Statistical Analysis - A/B Testing

Project Objective

Cookie Cats is a hugely popular mobile puzzle game. As players progress through the game they will encounter gates that force them to wait some time before they can progress or make an in-app purchase. In this project, we will analyze the impact on player retention when the first gate in Cookie Cats was moved from level 30 to level 40.

Analytical Objective

Test hypothesis to analyze if moving the first gate from level 30 to 40 will increase retention rate and total number of game rounds played.

Dataset Used

Mobile Games A/B Testing with Cookie Cats Project data downloaded from https://www.datacamp.com/projects/184
The data contains the details gameplay from 90,189 users and it contains 5 columns:

userid - a unique number that identifies each player.
version - whether the player was assigned to gate_30 or gate_40.
sum_gamerounds - the number of game rounds played by the player during the first week after installation
retention_1 - did the player come back and play 1 day after installing?
retention_7 - did the player come back and play 7 days after installing? When a player installed the game, he is randomly assigned to either gate_30 or gate_40 version.
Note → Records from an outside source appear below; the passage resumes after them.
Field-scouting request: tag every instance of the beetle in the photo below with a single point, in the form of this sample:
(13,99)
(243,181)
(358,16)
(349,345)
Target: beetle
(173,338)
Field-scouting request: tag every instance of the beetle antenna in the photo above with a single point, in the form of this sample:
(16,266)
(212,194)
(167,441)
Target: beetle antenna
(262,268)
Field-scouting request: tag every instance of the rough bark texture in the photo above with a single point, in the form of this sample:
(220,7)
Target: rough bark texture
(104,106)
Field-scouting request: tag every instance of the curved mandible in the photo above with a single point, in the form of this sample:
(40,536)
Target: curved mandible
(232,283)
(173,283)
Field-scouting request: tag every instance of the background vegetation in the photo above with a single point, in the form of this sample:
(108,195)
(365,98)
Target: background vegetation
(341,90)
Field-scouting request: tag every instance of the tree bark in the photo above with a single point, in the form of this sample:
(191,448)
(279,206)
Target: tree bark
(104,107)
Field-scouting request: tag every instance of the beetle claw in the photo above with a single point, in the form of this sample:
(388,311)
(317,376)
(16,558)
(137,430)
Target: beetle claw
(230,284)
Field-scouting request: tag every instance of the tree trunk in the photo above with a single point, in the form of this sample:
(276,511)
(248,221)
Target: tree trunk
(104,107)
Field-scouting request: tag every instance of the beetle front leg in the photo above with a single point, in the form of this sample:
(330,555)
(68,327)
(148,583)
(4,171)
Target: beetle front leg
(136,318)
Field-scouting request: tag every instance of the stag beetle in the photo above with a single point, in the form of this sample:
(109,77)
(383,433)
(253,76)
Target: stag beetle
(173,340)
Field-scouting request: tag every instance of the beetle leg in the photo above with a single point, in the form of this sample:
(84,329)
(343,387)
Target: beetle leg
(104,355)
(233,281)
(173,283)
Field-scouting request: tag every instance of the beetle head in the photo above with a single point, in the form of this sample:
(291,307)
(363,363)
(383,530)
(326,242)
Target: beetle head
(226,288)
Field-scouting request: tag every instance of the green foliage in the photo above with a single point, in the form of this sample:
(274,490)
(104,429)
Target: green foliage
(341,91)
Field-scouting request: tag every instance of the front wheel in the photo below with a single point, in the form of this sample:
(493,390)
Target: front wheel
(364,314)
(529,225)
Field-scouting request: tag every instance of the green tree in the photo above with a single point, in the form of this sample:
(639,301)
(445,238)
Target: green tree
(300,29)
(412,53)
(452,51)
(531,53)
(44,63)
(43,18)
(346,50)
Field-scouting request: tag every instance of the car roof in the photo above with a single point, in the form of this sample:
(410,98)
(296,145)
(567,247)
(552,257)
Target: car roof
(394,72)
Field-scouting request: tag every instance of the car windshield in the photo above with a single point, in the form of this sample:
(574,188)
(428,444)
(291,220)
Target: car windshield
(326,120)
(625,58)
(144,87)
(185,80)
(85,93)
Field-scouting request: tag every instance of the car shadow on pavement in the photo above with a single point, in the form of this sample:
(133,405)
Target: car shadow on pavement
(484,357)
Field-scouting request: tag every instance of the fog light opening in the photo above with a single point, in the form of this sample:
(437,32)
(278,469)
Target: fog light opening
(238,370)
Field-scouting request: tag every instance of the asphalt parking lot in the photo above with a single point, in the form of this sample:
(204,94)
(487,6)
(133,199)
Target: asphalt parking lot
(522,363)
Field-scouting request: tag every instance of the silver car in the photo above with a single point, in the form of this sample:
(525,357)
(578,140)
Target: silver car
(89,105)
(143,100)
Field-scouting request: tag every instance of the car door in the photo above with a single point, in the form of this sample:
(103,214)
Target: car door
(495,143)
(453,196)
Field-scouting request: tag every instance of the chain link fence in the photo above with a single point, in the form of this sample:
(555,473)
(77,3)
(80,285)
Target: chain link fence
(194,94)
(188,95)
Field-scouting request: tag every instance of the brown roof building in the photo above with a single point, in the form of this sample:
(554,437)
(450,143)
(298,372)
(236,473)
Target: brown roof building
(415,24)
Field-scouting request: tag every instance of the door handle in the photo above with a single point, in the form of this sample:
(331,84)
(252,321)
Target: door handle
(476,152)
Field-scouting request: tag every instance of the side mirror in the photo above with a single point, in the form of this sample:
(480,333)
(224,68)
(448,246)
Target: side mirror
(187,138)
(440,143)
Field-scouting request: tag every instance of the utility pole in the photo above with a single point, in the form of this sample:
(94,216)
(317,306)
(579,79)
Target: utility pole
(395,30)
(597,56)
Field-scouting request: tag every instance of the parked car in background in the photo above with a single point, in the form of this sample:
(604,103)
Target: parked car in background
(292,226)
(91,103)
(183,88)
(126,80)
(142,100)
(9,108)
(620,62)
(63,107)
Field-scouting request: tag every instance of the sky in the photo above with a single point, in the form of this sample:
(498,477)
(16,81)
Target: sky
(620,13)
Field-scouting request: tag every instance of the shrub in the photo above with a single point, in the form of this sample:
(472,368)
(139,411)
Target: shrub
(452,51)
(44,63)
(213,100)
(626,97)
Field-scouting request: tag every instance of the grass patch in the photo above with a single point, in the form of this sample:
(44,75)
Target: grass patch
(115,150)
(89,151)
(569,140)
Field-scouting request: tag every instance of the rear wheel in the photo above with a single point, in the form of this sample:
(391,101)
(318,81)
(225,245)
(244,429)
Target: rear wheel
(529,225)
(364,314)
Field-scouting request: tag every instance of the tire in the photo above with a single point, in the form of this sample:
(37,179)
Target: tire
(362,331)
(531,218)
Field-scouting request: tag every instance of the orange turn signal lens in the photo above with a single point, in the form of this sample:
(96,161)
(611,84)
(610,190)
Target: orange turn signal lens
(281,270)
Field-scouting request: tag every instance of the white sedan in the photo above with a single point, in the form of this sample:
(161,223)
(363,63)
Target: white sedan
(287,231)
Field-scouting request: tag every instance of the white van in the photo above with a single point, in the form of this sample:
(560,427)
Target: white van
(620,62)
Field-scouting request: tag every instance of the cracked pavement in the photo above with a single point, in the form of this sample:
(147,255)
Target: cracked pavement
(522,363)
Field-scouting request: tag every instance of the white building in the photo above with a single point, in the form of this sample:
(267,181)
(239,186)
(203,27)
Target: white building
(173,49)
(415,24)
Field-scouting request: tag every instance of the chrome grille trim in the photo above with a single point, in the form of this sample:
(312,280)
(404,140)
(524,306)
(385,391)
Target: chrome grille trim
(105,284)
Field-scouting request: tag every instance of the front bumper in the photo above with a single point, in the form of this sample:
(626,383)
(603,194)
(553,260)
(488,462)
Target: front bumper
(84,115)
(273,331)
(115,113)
Importing library and data

import numpy as np
import pandas as pd 
import seaborn as sns
import matplotlib.pyplot as plt
from scipy.stats import shapiro
import scipy.stats as stats

# Read data from csv into pandas dataframne
user_df=pd.read_csv("Project_Data.xls")

# Check dimension of data
user_df.shape

# Check data info
user_df.info()

# display first 5 rows of the data
user_df.head(5)

out1

The dataset contains 5 columns as shown in the screenshot above. It seems to contain no missing values and the dtypes are appropriate.

Inspect the data and resolve data quality issues

# Check for missing values in the data
user_df.isnull().sum()

# Check if there is any duplicate userid
user_df["userid"].nunique()

From the above functions, it can be confirmed that there is no missing or duplicate values in the dataset. Next, let’s look at the distribution of the data.

user_df['sum_gamerounds'].describe()

count 90189.000000
mean 51.872457
std 195.050858
min 0.000000
25% 5.000000
50% 16.000000
75% 51.000000
max 49854.000000

The above output indicates a high standard deviation with number of gamerounds played ranging from 0 to 49854.
Interestingly, 75% of users played 51 levels or less but the maximum number of levels played is 49854. We further investigate this to understand the data more.

buckets = [0,1,6,11,31,101,501,1001,max(user_df['sum_gamerounds'])+1]
user_df['gamerounds_cut'] = pd.cut(user_df['sum_gamerounds'],buckets,right=False)
user_df['gamerounds_cut'].value_counts(normalize=True).sort_index()

The above code splits the number of gamerounds into buckets to display a more detailed segregation based on number of gamerounds played. The buckets widths are self-defined, hence it can be adjusted according to any threshold that is meaningful to the viewers. We have segregated them into 8 buckets.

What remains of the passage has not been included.